1. **Architectural Innovation Over Scale Stacking**: Through designs like hierarchical iteration, small models gain reasoning capabilities, suitable for resource-constrained scenarios;
2. **Cognitive Science Inspiration**: Draws on the human dual-system theory (System 1: fast intuition, System 2: slow thinking);
3. **Open Source Community Value**: Quickly verifies cutting-edge ideas, follows up on the latest achievements from 2024-2025, and provides for community iteration.

## Limitations and Future Improvement Directions

**Limitations**: Limited information on the scale/quality of training data; lack of evaluation using standard reasoning benchmarks (GSM8K, HumanEval); stability challenges in iterative training and ACT.
**Future Directions**: Introduce larger pre-training data; design dedicated training objectives for reasoning tasks; combine distillation technology to transfer knowledge from large models; verify effectiveness across multiple downstream tasks.
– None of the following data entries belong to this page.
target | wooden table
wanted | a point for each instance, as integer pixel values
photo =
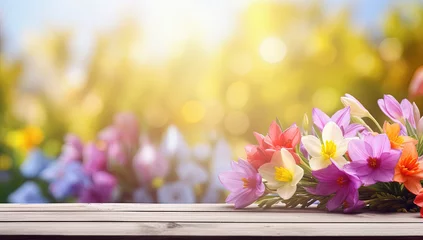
(205, 221)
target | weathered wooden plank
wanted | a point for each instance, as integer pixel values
(211, 229)
(209, 217)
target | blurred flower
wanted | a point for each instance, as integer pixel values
(393, 132)
(416, 85)
(66, 179)
(357, 109)
(141, 195)
(148, 163)
(342, 118)
(72, 149)
(282, 174)
(334, 146)
(372, 159)
(94, 156)
(397, 112)
(29, 192)
(177, 192)
(100, 189)
(275, 140)
(191, 173)
(34, 163)
(409, 169)
(116, 154)
(334, 180)
(26, 138)
(173, 145)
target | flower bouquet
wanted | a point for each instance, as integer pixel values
(340, 163)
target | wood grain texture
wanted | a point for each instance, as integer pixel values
(197, 220)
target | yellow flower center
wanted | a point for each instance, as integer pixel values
(283, 174)
(328, 150)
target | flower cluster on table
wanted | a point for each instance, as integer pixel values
(339, 163)
(122, 165)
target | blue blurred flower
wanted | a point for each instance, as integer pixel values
(29, 192)
(35, 162)
(177, 192)
(141, 195)
(66, 179)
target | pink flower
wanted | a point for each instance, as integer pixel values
(149, 163)
(95, 157)
(244, 183)
(100, 190)
(398, 112)
(275, 140)
(372, 159)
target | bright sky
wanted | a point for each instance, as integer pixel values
(163, 23)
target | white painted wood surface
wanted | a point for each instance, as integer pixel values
(198, 220)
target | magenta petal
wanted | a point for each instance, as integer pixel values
(342, 117)
(392, 107)
(320, 118)
(379, 143)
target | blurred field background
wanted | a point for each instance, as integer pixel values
(211, 68)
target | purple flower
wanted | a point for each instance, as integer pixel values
(397, 112)
(342, 118)
(334, 180)
(72, 149)
(372, 159)
(148, 163)
(66, 179)
(100, 190)
(244, 183)
(177, 192)
(95, 158)
(34, 164)
(29, 192)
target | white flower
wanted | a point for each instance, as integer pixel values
(334, 146)
(282, 173)
(357, 109)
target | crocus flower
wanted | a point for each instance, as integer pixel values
(282, 174)
(393, 131)
(148, 163)
(342, 118)
(191, 173)
(397, 112)
(334, 180)
(372, 159)
(29, 192)
(177, 192)
(100, 189)
(334, 146)
(274, 141)
(416, 84)
(244, 183)
(419, 201)
(35, 162)
(409, 169)
(66, 179)
(72, 149)
(141, 195)
(95, 157)
(357, 109)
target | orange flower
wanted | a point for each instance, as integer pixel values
(419, 201)
(393, 132)
(409, 170)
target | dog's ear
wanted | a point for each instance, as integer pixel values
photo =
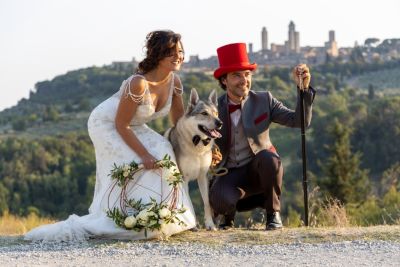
(213, 97)
(193, 100)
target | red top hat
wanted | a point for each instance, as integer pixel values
(233, 57)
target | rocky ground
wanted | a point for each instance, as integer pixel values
(372, 246)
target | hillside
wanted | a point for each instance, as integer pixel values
(47, 159)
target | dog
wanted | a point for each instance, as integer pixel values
(192, 140)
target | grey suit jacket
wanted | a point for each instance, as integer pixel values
(259, 110)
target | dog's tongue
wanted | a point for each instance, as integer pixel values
(215, 134)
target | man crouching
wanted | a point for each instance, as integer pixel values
(255, 171)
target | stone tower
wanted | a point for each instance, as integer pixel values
(264, 39)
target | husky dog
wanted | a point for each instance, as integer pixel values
(192, 139)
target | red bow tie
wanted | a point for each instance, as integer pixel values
(233, 108)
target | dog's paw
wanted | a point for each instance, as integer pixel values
(194, 229)
(211, 227)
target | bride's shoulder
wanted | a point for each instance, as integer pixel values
(137, 84)
(178, 87)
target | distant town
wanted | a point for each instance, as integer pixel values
(291, 52)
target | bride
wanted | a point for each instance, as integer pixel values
(118, 130)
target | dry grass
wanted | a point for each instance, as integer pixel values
(13, 225)
(290, 235)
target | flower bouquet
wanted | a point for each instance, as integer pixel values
(133, 214)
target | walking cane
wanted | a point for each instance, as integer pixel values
(303, 144)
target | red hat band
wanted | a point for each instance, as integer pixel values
(233, 57)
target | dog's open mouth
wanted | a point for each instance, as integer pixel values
(212, 133)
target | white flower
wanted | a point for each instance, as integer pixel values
(151, 214)
(164, 212)
(143, 216)
(166, 173)
(129, 222)
(152, 222)
(125, 167)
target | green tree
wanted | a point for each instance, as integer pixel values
(344, 179)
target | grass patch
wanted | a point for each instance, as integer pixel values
(14, 225)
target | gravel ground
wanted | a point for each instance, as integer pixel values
(100, 253)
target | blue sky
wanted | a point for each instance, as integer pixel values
(40, 39)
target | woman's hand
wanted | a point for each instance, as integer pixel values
(148, 161)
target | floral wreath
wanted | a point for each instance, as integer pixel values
(137, 216)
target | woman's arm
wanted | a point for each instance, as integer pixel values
(125, 112)
(177, 109)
## Conclusion: Reasoning Is Not a Patent of Large Models

Thinking-Bert proves that through clever architectural design and training strategies, lightweight models can also possess "thinking" capabilities. The future AI ecosystem may become diversified: cloud-based large models and edge-side small models each play their strengths, and this project is an important piece of the puzzle leading to a diversified future.